Sunday, January 11, 2009

We W'issssh you a Merry Christmas ...

Why is it that Christmas always seems to become an endurance test? Midnight mass, feeding the 5,000, gifts, chickens, work parties, the inevitable bout of sniffles.

First prize to those eagled eyed people who picked out the word chicken from that list, it wasn’t a typo, Christmas this year really did involve Operation Cluck. It came about during the day I last reported on here, when me and the senior Mrs B spent a Saturday idly shopping and lunching in those halcyon days before Christmas preparations reach fever pitch.
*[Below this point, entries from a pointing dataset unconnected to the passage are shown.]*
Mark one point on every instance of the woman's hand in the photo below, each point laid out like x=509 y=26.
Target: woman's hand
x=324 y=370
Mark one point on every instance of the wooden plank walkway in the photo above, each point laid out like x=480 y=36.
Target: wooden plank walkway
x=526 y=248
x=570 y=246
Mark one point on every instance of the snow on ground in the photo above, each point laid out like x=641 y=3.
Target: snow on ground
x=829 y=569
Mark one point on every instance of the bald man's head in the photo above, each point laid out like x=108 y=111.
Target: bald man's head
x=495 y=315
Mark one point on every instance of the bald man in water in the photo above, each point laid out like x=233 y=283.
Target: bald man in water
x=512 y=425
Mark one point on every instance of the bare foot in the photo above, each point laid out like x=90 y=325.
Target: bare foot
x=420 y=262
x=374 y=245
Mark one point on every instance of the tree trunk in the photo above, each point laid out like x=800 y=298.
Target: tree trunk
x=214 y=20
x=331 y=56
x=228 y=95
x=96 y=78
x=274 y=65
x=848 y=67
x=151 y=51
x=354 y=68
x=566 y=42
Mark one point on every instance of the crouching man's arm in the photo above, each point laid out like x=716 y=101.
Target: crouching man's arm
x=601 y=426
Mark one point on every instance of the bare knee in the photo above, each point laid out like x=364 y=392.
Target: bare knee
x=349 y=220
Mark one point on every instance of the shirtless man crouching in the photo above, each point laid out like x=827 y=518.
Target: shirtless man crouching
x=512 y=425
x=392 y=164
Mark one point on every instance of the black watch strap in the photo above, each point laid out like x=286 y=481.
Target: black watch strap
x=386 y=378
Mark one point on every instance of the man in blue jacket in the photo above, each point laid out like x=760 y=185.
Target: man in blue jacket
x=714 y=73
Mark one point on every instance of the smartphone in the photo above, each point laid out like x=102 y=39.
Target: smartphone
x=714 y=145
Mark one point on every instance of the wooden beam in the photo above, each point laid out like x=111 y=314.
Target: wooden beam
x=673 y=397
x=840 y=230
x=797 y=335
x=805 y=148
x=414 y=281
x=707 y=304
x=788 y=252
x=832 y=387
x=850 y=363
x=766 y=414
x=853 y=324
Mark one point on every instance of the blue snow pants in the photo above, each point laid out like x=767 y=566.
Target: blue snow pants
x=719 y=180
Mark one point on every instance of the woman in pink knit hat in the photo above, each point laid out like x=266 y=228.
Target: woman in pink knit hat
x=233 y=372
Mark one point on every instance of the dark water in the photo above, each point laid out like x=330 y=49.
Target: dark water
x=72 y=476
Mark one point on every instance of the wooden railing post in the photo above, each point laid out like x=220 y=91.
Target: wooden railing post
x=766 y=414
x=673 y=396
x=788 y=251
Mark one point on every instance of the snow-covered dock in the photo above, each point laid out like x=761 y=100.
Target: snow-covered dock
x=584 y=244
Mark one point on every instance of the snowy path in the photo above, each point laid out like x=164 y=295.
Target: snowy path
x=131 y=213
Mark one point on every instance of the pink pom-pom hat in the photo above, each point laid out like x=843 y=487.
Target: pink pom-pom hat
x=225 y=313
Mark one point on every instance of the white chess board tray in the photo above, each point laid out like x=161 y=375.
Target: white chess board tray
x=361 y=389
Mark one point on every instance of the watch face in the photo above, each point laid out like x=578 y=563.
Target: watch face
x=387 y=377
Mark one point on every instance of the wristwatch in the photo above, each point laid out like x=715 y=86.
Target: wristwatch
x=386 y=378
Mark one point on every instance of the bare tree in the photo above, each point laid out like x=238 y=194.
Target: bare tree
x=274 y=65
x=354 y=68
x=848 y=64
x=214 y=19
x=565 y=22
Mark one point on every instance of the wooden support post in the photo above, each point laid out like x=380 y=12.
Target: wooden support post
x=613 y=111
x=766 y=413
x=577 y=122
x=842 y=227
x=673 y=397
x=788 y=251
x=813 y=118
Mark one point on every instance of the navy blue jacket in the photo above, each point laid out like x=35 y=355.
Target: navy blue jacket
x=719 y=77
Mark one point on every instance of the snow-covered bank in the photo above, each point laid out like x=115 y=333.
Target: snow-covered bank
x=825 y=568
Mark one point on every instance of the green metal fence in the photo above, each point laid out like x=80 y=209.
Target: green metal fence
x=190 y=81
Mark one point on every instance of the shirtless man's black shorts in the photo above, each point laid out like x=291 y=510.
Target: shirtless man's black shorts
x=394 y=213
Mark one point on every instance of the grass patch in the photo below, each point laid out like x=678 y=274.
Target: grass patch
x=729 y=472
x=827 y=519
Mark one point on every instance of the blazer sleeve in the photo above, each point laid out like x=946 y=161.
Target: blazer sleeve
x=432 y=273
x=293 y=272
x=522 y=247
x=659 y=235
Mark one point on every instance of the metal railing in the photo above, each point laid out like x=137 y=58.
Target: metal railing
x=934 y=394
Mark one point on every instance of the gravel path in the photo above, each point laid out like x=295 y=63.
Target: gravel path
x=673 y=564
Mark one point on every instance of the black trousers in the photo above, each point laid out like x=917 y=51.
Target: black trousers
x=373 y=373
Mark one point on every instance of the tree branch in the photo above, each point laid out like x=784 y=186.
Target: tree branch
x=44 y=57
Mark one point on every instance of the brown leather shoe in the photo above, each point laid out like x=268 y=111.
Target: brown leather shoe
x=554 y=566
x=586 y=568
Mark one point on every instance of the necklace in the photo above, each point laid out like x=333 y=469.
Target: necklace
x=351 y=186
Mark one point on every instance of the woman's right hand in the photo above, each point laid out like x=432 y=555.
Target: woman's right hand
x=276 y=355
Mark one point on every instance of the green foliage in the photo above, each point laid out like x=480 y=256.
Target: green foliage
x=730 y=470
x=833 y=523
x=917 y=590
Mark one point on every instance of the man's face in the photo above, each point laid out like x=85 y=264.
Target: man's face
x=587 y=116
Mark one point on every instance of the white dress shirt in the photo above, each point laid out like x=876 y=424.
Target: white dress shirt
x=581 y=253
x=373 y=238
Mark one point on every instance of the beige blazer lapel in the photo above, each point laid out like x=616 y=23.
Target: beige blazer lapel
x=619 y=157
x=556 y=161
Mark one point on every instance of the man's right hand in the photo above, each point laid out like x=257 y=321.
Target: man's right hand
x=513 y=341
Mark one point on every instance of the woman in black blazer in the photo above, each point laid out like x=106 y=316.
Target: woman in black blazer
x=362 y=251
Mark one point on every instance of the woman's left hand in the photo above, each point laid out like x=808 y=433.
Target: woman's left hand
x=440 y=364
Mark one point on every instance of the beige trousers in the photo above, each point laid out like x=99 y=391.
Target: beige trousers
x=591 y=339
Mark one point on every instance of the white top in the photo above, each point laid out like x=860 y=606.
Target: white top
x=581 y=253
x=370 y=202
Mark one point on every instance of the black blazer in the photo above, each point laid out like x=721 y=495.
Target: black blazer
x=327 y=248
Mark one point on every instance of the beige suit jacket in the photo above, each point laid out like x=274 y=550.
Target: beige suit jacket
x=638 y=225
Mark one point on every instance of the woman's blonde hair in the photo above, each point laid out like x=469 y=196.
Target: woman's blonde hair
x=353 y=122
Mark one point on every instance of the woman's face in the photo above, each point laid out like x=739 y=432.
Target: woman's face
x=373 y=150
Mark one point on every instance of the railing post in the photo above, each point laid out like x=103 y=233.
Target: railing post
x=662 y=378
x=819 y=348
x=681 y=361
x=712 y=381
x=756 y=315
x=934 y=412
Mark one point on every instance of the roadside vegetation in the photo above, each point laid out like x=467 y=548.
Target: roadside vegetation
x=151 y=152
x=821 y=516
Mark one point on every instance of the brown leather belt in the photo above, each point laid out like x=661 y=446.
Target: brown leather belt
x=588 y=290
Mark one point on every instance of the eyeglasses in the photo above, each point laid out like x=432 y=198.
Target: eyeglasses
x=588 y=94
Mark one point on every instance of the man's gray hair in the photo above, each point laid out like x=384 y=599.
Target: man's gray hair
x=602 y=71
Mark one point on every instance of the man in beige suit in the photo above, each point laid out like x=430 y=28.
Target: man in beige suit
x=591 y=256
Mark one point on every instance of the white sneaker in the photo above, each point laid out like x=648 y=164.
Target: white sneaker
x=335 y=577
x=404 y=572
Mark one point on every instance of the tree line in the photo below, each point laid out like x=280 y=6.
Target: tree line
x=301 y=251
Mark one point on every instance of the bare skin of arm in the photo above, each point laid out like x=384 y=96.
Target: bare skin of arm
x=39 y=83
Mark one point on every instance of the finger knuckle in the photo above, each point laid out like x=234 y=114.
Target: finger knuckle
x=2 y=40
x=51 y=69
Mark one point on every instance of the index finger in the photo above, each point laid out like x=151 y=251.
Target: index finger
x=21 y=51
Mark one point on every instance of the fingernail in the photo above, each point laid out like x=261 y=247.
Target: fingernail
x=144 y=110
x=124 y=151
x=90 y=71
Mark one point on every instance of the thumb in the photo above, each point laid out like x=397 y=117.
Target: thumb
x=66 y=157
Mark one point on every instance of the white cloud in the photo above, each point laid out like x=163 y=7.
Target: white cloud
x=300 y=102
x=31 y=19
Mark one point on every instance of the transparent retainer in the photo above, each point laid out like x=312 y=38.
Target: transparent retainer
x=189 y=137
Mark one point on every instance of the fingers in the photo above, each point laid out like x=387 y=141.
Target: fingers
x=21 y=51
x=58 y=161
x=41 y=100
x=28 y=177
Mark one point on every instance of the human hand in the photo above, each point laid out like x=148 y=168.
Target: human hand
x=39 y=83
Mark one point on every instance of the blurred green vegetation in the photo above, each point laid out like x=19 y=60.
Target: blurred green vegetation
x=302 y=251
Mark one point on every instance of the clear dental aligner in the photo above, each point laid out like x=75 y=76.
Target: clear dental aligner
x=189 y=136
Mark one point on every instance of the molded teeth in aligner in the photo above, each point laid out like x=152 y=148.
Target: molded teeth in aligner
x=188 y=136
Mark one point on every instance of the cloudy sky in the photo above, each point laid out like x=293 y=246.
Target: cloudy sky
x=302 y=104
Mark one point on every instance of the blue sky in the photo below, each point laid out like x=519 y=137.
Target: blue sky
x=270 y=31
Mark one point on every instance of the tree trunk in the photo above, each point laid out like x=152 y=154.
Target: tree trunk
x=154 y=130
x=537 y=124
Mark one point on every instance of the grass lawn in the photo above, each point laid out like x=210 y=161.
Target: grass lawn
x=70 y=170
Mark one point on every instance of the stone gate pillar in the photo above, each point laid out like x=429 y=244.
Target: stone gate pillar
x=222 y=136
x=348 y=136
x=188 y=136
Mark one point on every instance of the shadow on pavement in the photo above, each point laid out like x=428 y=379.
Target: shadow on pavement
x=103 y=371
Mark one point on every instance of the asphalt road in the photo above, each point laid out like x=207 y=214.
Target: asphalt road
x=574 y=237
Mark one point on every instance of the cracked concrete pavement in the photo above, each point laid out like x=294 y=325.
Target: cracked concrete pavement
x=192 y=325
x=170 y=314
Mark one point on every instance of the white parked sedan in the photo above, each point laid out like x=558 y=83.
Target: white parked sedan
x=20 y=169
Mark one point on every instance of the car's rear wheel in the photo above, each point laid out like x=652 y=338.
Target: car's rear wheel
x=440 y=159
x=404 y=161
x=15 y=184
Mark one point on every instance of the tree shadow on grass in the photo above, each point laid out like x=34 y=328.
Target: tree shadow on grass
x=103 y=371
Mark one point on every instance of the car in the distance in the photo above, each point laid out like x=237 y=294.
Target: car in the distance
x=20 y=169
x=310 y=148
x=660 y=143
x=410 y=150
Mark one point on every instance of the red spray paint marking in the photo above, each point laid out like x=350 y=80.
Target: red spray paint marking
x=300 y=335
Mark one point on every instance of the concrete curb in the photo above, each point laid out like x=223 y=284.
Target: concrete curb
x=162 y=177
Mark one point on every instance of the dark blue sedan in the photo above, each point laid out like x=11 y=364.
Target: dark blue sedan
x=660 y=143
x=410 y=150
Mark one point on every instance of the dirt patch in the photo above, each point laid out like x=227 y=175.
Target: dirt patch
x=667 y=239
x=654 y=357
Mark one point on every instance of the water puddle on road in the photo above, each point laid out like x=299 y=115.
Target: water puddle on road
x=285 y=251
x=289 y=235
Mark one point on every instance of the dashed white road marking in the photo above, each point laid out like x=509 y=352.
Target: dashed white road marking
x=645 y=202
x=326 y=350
A throwaway comment about Adrian liking chickens (in an entirely appropriate way, of course) and we were soon hatching (arf, arf) a plan to surprise him with a brood of his very own.


A house was sourced from eBay and collected by some friends of the family to stash away from prying eyes. Chickens were liberated from a battery farm via Jamie at the farm and, most importantly, a scheme to sneak said chucks into the garden.


Boxing Day, a quick call to say the coast was clear, and I loaded up the car with all our necessaries, two dogs and three chickens.


Let us speak no further of the journey, suffice to say everyone arrived at chateau Batsford alive. Just.


Thinking the worst was over, I happily tucked into a much needed cuppa and released the chickens into the garden to roam. Unfortunately, there’s no fence along the back of the garden. There is however an extremely spiky hedgerow which I had to leap through on a regular basis to chase chickens back into the garden, a task not made easier by Harry standing guard in the house and scaring the living bejeesus out of the chickens every time they came into view. I hadn’t even unpacked the chicken house and I was already trying to decide who I wanted to strangle more – hounds or chickens.


And while we’re on the subject of chicken houses, don’t buy flat packed houses from the ‘bay and expect either of the following:


1. Intelligent instructions
2. Well fitting panels


With darkness threatening, Jan and I got our backsides in gear and started putting the house together. Well, we tried, but Jan isn’t a natural DIYer and I was about as frazzled as I’ve ever been, so we called in help. With an hour or so, we had the house together (and only a small bag of screws left over) and now there was nothing between us and a much needed lie down in a darkened room except getting 3 chickens into their new home.


I’ll summarise this part – I jumped through more hedges, Harry barked lots, the neighbour came round and proved a dab hand at grabbing chickens by their tails, and I went one on one with the smallest, but most spirited of the birds who decided that despite being called by Jan, prodded by me and lunged at by the neighbour, she was going to duck and dive her way round the garden until there was muttered threats of stuffing and roasting. It worked out in the end though, and I hear that Vera, Mabel and Daisy are now settled into their new home.


After recovering from the adventures in poultry, we had a relatively relaxed New Year. Four friends came over and we had an Italian feast, set off some of those beautiful paper lanterns at midnight, drank lots of cocktails and watched some comedy.


More wonderful still was New Year’s Day when we did …. Nothing. I mean nothing on a biblical level too. We stayed in our jammies all day, made the fire roar and tucked into bowls of roast potatoes and gravy while watching films. For dinner we treated ourselves to cheese on toast and champagne, which for some strange reason felt like the most decadent dinner in the world.


I have to admit, I still feel as if I’m recovering from the whole ordeal of the festive season - and for Christmas 2009 we are determined to do things very, very differently - but now that the dust has settled somewhat, I can take my lessons and look to the rest of this year with hope.

We wish you all peace and happiness this year, in whatever form that takes.